Kim stood shackled at the ankles as Thomas M. McDonough, senior assistant state prosecutor, told Howard Circuit Judge Dennis M. Sweeney that the massage parlor operator "has ready assets of over $2 million," has traveled back to Korea and to Libya several times in recent years, owns very little if any property in the United States and "will not appear for trial" if he is granted bail.

According to the indictments, Kim tried to recruit Paul Murphy, a state inspector who helps regulate massage parlors for the Maryland Chiropractic Board, into a scheme to pressure competing parlor owners so Kim could buy their businesses for low prices.

Murphy approached Montanarelli's office in November 2002, and two Howard County police officers - Lt. Keith Lessner and Detective Guy Williams - were brought in to pose as Murphy's accomplices in corruption.

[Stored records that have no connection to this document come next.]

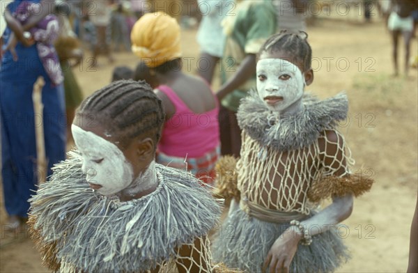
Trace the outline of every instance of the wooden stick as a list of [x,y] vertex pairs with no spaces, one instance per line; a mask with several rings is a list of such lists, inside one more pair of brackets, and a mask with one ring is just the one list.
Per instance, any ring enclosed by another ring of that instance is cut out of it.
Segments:
[[[35,136],[36,139],[36,167],[38,171],[38,184],[45,182],[47,179],[47,162],[45,156],[45,143],[43,129],[43,104],[42,103],[42,88],[45,82],[42,76],[39,76],[33,84],[32,101],[35,117]],[[36,123],[36,116],[40,117],[39,124]]]

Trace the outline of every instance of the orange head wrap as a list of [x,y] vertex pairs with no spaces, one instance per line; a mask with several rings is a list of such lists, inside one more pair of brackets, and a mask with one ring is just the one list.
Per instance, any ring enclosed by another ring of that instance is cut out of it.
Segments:
[[153,68],[181,57],[180,26],[165,13],[147,13],[131,32],[132,52]]

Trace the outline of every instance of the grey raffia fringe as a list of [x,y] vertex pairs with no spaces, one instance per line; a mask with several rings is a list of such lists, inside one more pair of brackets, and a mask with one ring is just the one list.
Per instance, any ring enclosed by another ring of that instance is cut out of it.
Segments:
[[163,177],[157,189],[121,202],[93,192],[80,155],[70,155],[30,199],[38,247],[53,244],[55,263],[84,272],[152,270],[217,221],[220,205],[189,173],[156,164]]
[[284,152],[309,146],[324,130],[334,128],[347,117],[348,101],[343,92],[324,100],[307,93],[302,100],[302,111],[278,118],[279,114],[268,109],[256,91],[251,91],[241,100],[238,125],[262,146]]
[[[289,226],[249,217],[238,208],[230,212],[222,224],[222,232],[213,242],[213,259],[229,268],[261,273],[270,249]],[[332,272],[349,258],[337,231],[324,231],[312,240],[309,246],[299,244],[290,272]]]

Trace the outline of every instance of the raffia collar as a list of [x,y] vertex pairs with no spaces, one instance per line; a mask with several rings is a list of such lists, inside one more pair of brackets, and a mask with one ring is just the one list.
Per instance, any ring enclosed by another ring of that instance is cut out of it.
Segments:
[[157,189],[120,202],[92,192],[82,165],[72,152],[30,200],[39,245],[54,242],[59,261],[80,271],[152,270],[176,248],[206,235],[220,214],[210,192],[180,170],[156,164]]
[[238,125],[261,145],[287,151],[311,145],[322,131],[334,128],[347,117],[348,101],[345,92],[324,100],[305,93],[302,102],[302,111],[279,117],[267,108],[256,91],[251,91],[241,100]]

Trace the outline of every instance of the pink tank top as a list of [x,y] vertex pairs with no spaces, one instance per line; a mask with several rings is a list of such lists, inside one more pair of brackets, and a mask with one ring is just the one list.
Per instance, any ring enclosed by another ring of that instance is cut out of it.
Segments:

Montanarelli said that during the investigation, Kim gave the men "very expensive" women's jewelry and "substantial amounts" of cash, though he refused to provide details. Kim is also said to have provided liquor and meals, hoping that the officials would harass operators of other spas so they would be eager to sell. The police used "electronic surveillance" to help gather evidence, Montanarelli said.

Kim appeared confused at the hearing and, although he became a U.S. citizen in 1979, he told Judge Sweeney that he speaks only "a little bit" of English. McDonough disputed that. A second hearing was scheduled for March 5 with a Korean interpreter in attendance.

McDonough also said Kim wanted to buy forged immigration documents from the officers and had one prior conviction for "unlawful sexual contact" in New Jersey.

Howard police have alleged the massage parlors involved in the case are prostitution operations, and raided six of them - including Oriental Spa - in a 1995 sting operation. But the cases fell apart in the face of charges that officers engaged in sexual acts to obtain evidence.